What to do if you are on a US university waitlist
Being placed on a waitlist can be very annoying: you’re not in, but you’re also not denied. The reason why US universities use waitlists is something I explain here, but in the current admissions cycle of 2020, the ongoing global uncertainty with the Coronavirus pandemic is seeing more universities hold on to students on their waitlists. So what should you do?
1) Enrol at one of the university options you do have, to make sure you do have somewhere to go. Send your deposit, reply on UCAS, do whatever is needed to make sure you have an option.
2) Look at what the university needs you to do to stay on their waitlist. It may not be an automatic process, and you could have to indicate to them that you want to be on the waitlist. Also, check if the university has a policy about how many waitlists they are happy for you to be on if you have multiple waitlist offers.
3) Research if the university you are waitlisted for is happy to receive more information form you. If they are, then start to work on giving them one email with all this new information, things to include are:
- Your desire to still attend that university, if a place becomes available. You should be honest about this; there’s no point being on a waitlist if you don’t want to attend that university
- Explain why this college is your top choice. Go back through your supplemental essay, and try to find more points why you feel this university is the ideal fit for you. Don’t just repeat what you’ve already written, find new or additional reasons.
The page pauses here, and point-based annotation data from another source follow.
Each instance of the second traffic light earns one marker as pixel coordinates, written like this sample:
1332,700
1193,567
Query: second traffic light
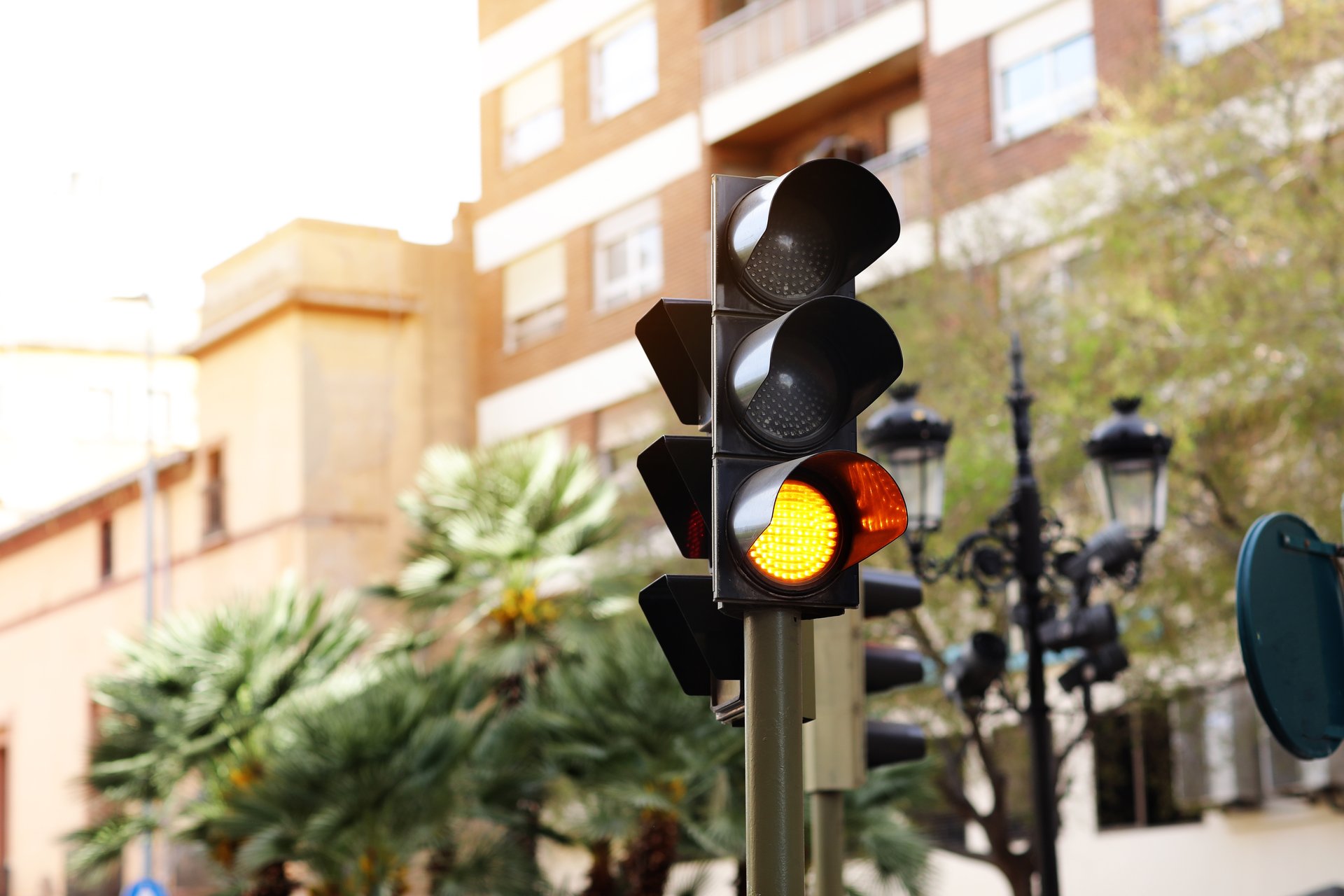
794,358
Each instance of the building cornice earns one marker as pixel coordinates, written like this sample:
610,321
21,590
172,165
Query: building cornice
92,505
272,304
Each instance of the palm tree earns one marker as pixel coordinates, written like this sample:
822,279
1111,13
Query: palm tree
878,832
362,777
632,757
498,522
190,696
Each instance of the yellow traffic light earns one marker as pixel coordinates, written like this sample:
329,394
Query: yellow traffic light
800,543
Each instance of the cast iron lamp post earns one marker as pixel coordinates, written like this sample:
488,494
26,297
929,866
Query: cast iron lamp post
1027,543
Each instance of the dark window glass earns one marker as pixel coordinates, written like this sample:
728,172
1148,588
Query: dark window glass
214,492
105,548
1133,769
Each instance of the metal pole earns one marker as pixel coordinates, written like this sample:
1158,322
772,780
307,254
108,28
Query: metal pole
773,696
148,493
1031,561
828,841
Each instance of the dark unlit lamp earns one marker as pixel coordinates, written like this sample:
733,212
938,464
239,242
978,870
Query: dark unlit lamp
1128,470
911,440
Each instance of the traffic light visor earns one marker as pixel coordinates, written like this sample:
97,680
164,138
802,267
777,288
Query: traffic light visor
800,378
803,234
799,523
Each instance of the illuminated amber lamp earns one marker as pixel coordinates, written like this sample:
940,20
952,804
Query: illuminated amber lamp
799,524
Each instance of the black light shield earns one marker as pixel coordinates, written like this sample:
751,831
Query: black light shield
892,742
797,381
675,335
699,641
676,470
675,637
806,232
885,592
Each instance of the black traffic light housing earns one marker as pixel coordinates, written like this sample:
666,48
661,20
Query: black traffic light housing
980,664
1097,665
885,668
794,359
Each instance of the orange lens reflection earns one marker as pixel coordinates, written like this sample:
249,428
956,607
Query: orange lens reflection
881,505
800,543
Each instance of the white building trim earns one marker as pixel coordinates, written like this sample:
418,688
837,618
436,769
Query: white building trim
809,71
913,251
953,23
540,34
616,181
588,384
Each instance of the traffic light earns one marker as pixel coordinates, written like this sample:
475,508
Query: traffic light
888,743
971,675
843,742
1109,552
794,358
1101,664
1084,626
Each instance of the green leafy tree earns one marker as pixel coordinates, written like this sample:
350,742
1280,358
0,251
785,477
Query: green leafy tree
1194,261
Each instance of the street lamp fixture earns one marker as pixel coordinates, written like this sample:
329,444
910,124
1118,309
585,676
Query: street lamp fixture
1128,470
910,440
1026,543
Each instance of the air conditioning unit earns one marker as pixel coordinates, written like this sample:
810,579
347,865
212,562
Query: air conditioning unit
1217,748
1225,757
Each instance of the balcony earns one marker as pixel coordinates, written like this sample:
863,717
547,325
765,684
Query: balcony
776,65
765,31
906,176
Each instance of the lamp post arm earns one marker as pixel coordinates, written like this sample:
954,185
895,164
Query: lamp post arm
1030,556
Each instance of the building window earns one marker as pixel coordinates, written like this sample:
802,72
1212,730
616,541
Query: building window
1133,770
97,418
1202,29
625,65
628,260
533,115
1044,70
105,550
534,298
214,492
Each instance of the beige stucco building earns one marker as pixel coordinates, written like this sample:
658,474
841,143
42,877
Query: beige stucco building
328,358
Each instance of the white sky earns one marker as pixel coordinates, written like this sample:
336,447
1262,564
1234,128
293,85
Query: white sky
143,141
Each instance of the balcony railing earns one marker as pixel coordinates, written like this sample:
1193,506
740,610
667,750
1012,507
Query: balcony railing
765,31
906,176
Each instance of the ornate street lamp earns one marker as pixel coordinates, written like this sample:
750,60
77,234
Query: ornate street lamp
910,441
1027,545
1128,470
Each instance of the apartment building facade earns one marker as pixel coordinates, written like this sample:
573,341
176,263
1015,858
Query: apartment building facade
594,207
330,356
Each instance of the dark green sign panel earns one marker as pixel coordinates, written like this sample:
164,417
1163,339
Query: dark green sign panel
1291,620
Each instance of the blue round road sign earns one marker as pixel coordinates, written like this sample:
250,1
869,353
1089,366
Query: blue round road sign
146,887
1291,621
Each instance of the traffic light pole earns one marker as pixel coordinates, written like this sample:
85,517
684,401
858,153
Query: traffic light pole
773,692
1030,556
828,841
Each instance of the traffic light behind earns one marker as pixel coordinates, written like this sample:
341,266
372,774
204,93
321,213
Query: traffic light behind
886,666
794,359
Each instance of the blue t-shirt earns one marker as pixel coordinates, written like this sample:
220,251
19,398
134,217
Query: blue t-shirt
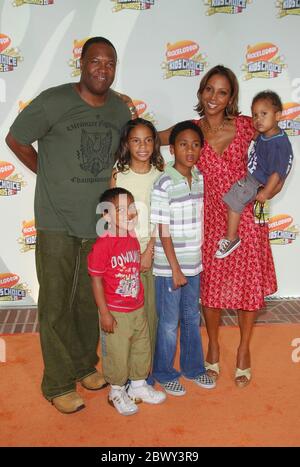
269,155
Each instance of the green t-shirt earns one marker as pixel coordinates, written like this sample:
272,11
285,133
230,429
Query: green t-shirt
76,147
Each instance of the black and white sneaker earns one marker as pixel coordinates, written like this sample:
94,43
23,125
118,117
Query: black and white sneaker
174,388
226,247
205,381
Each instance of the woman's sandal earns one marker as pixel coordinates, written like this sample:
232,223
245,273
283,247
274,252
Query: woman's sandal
239,373
213,369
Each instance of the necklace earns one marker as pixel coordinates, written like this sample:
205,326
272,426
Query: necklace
212,129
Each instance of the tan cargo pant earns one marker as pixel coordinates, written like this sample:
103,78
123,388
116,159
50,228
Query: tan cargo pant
126,353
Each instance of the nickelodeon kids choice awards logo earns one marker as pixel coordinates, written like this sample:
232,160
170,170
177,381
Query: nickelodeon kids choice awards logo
226,6
290,118
10,183
28,238
281,230
263,61
32,2
132,5
9,56
141,108
75,61
183,59
11,289
288,7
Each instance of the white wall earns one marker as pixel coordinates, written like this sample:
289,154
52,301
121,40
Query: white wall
37,38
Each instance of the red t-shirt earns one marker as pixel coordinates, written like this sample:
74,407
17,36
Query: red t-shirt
117,261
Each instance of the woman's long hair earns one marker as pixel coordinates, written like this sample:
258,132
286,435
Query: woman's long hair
232,109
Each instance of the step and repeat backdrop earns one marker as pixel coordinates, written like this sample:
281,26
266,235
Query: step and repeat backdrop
164,48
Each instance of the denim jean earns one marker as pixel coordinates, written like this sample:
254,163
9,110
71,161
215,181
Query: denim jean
68,317
173,306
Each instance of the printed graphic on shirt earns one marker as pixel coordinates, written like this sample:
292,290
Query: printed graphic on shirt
263,60
288,7
132,5
128,276
290,119
28,238
141,108
9,56
183,59
10,182
129,284
32,2
74,62
95,152
226,6
252,157
10,287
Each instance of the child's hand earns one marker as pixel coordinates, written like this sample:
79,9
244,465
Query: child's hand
262,196
179,278
108,322
146,260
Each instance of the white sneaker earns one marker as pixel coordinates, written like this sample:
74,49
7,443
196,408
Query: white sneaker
119,399
146,393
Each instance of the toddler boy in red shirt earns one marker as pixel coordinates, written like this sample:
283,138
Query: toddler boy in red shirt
114,267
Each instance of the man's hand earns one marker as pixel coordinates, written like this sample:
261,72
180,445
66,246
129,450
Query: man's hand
146,260
262,196
179,278
108,322
130,104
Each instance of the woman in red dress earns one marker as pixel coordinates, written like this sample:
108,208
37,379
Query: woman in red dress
241,280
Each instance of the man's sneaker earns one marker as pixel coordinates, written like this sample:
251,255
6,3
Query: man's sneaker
119,399
68,403
94,382
146,393
204,381
174,388
226,247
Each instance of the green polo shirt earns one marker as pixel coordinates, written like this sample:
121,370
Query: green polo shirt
76,147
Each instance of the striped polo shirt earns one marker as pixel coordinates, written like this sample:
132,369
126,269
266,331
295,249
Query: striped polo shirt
174,203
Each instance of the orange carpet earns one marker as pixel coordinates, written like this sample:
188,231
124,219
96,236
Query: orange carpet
266,413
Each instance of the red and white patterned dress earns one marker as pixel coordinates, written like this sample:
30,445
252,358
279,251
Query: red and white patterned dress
244,278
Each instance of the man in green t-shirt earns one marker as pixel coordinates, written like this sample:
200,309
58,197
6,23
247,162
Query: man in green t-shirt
77,128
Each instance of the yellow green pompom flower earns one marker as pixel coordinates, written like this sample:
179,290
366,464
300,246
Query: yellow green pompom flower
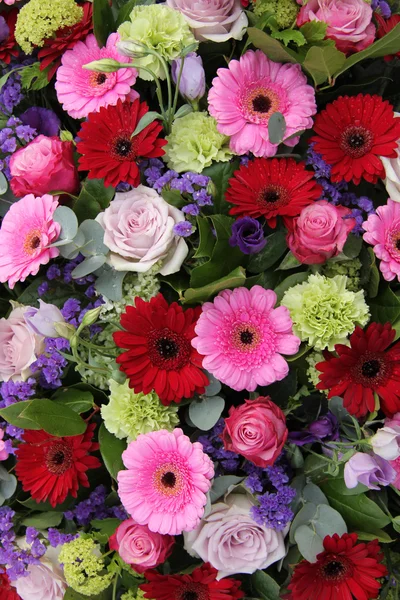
324,311
128,414
40,19
195,142
159,28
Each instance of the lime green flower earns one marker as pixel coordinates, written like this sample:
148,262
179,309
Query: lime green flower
84,568
284,11
128,414
160,29
324,311
195,142
40,19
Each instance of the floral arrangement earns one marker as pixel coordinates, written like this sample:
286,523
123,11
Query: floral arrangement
200,299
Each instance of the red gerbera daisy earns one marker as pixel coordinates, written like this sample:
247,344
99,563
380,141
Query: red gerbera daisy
364,368
64,40
353,133
200,585
51,468
108,148
343,571
160,356
8,47
271,187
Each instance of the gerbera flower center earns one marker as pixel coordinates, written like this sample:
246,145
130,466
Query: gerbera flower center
356,141
59,457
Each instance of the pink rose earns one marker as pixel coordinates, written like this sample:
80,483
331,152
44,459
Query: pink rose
232,542
349,22
256,430
139,547
45,165
19,346
218,20
320,232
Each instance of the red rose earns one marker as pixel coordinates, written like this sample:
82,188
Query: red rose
256,430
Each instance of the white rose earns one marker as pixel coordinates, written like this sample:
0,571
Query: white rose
139,231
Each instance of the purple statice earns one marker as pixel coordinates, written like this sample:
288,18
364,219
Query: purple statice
94,508
51,363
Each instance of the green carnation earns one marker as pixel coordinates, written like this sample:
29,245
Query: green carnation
195,142
128,414
84,568
284,11
160,29
40,19
324,311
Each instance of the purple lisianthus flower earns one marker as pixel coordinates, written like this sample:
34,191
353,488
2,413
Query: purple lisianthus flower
325,429
371,471
248,235
45,121
192,85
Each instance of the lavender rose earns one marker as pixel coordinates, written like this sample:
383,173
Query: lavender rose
232,542
139,231
214,20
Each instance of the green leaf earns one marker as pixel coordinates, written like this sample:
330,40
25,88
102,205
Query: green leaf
265,586
94,198
53,417
323,62
77,400
272,48
103,21
233,280
111,449
44,520
272,251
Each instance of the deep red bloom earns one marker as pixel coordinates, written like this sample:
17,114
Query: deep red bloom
159,354
8,47
200,585
64,40
108,148
384,26
51,468
270,187
364,368
353,133
343,571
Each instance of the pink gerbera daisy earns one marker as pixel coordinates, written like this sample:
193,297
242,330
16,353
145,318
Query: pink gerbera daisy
82,92
245,95
166,481
242,337
383,232
26,233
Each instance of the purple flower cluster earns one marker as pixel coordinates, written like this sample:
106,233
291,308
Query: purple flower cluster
16,559
95,508
338,193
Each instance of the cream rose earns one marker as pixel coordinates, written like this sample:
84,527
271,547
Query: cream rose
139,231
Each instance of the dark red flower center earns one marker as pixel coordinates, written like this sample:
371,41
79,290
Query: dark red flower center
168,350
59,457
356,141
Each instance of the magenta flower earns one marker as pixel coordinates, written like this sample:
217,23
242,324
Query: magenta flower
166,481
26,233
242,337
245,95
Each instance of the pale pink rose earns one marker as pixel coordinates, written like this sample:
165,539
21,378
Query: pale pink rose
232,542
139,231
45,165
214,20
349,22
320,232
19,346
256,430
139,547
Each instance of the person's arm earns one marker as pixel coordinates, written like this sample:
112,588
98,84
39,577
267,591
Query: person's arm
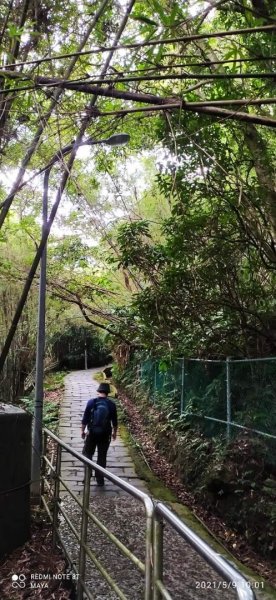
85,418
114,421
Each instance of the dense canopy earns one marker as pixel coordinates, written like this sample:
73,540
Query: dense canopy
167,243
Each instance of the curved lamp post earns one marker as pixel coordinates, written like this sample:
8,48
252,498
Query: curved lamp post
118,139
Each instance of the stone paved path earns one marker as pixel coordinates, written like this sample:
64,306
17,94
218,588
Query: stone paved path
79,388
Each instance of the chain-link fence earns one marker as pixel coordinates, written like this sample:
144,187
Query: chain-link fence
227,396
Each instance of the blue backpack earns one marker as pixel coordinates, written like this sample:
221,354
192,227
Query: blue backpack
100,422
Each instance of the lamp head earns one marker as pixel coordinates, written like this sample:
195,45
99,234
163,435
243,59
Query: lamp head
118,139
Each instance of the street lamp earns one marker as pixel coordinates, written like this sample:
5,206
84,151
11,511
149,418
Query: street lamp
118,139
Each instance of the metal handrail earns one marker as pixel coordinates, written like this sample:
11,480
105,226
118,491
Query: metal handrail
86,513
229,573
156,513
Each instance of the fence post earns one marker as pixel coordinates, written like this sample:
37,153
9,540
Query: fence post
182,386
158,526
56,494
155,378
228,399
84,524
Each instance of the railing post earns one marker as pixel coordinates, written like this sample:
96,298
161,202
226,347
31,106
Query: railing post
56,494
84,525
228,399
43,463
182,386
149,548
158,526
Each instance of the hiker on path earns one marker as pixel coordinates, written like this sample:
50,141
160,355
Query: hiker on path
100,418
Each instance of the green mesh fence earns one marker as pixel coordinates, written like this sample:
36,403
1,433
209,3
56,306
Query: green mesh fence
227,397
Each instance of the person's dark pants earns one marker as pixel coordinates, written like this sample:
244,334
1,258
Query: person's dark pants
102,444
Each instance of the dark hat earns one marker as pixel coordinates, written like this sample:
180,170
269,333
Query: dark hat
104,387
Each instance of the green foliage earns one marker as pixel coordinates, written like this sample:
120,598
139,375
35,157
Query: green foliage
50,411
69,347
235,481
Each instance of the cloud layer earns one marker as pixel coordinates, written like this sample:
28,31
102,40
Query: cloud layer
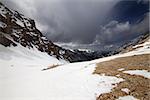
80,22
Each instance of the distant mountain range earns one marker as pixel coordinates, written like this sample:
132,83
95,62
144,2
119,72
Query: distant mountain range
16,29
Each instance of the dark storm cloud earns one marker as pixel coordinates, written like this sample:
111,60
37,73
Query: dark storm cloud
120,32
79,23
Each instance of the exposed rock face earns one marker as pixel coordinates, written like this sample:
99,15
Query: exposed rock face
130,45
16,28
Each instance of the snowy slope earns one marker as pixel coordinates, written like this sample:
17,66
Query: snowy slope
19,55
21,77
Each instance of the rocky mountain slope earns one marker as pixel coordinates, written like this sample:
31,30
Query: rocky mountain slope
132,45
16,28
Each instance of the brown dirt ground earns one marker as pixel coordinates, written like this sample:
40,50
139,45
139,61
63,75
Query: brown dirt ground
139,86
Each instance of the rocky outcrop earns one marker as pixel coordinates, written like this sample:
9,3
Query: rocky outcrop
16,28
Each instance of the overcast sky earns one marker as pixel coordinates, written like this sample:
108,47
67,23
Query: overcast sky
82,23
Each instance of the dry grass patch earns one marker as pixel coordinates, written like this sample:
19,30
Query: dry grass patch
139,86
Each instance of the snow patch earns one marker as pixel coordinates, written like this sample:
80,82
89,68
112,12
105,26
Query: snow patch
126,90
144,73
127,98
121,69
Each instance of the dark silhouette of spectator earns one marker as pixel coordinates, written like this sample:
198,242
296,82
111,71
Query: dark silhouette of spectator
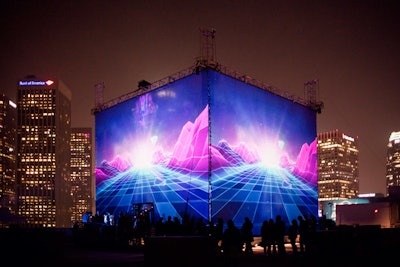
292,235
232,244
160,227
280,231
219,232
303,233
201,227
264,236
169,226
247,235
267,237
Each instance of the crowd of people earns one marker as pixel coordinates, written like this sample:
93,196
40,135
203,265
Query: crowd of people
229,240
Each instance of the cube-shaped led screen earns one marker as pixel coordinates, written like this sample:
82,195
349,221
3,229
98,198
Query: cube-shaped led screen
208,146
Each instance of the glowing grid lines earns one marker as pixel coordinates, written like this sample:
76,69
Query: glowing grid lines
173,192
260,193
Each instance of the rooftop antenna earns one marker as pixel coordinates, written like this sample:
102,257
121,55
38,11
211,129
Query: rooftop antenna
99,101
208,55
310,91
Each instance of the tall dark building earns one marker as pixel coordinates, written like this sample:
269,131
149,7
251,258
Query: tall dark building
393,163
8,154
82,180
44,132
338,173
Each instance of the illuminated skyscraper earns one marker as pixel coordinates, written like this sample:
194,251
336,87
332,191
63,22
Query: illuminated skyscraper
393,161
44,132
338,174
8,153
82,180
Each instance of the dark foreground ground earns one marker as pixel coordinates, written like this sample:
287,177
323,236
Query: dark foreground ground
343,247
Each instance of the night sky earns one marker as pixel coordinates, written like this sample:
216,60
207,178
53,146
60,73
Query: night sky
351,47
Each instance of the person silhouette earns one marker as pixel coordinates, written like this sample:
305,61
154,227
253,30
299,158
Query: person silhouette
292,235
247,235
231,244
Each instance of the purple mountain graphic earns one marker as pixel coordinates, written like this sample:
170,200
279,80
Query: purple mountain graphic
192,150
306,164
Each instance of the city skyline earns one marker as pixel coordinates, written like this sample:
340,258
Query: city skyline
349,46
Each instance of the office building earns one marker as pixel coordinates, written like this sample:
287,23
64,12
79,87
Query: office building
8,154
82,180
43,172
338,169
393,163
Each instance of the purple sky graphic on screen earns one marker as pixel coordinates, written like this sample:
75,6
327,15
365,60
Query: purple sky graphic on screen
191,154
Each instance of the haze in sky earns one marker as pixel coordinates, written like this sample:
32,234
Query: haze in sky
350,47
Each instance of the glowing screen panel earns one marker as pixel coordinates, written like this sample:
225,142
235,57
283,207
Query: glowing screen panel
263,154
208,146
154,149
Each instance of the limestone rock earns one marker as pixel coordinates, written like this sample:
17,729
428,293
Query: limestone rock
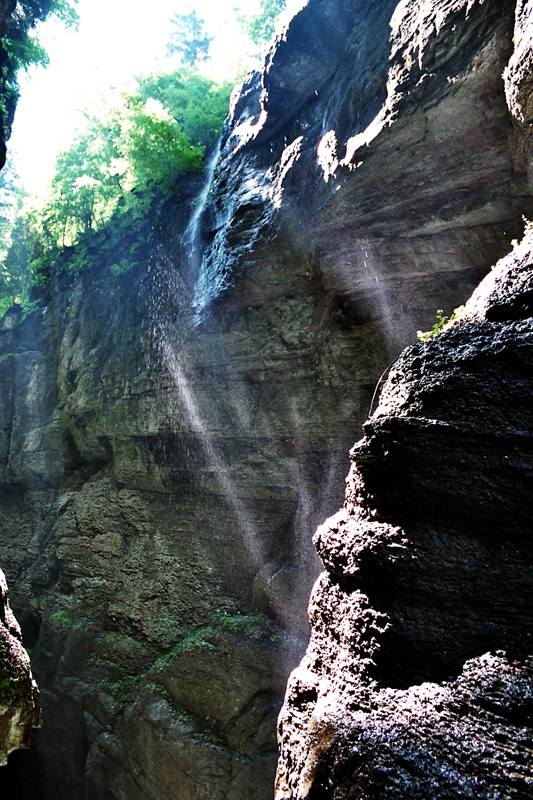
19,696
170,437
429,566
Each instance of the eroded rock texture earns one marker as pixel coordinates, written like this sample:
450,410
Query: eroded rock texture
19,696
170,437
429,566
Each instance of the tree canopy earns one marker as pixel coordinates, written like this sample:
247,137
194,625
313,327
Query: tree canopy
189,39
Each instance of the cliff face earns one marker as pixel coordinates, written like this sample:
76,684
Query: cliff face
429,566
19,697
170,437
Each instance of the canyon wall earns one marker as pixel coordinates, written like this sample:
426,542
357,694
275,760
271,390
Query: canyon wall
171,437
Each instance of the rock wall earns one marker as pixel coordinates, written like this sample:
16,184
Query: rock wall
19,696
418,677
170,437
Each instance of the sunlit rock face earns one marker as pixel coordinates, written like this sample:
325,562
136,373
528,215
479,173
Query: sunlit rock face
19,696
171,437
429,566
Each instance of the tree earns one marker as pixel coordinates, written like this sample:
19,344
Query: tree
260,27
189,39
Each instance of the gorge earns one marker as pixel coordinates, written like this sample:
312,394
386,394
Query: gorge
172,437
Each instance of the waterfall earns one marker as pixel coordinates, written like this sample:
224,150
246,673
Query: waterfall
192,236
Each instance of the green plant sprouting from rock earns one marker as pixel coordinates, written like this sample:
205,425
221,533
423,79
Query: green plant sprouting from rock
442,324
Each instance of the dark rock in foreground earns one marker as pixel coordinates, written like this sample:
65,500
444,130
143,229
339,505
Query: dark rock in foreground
429,565
19,696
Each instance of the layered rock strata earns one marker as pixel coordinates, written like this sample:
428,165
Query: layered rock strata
170,437
429,568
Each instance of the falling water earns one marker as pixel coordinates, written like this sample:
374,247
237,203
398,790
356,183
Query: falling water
191,243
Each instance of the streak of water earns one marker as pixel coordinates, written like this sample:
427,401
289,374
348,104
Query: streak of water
191,243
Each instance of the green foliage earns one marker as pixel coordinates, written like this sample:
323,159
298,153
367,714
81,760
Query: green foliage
442,323
188,39
133,150
60,619
109,184
261,26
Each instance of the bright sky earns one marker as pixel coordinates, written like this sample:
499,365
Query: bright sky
116,40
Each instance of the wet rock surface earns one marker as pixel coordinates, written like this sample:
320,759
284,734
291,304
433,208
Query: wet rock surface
169,438
429,566
19,696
- Provide updates on any new achievements since the last communication you had with that university, which may be your application materials. Successes at school, with your extracurricular activities or other relevant information, can help strengthen your chances.
4) If you have made contacts previously with someone at the university, keep in touch with them. You may have met, interviewed with or been in email contact with an admissions officer, coach or professor, so write them a friendly email to thank them for their help and reiterate your interest in the university.
It’s a complicated process to experience, and in typical admissions cycles, not many students will likely be admitted from waitlists. However, in 2020 we are living through new times and we could see a very different situation this year.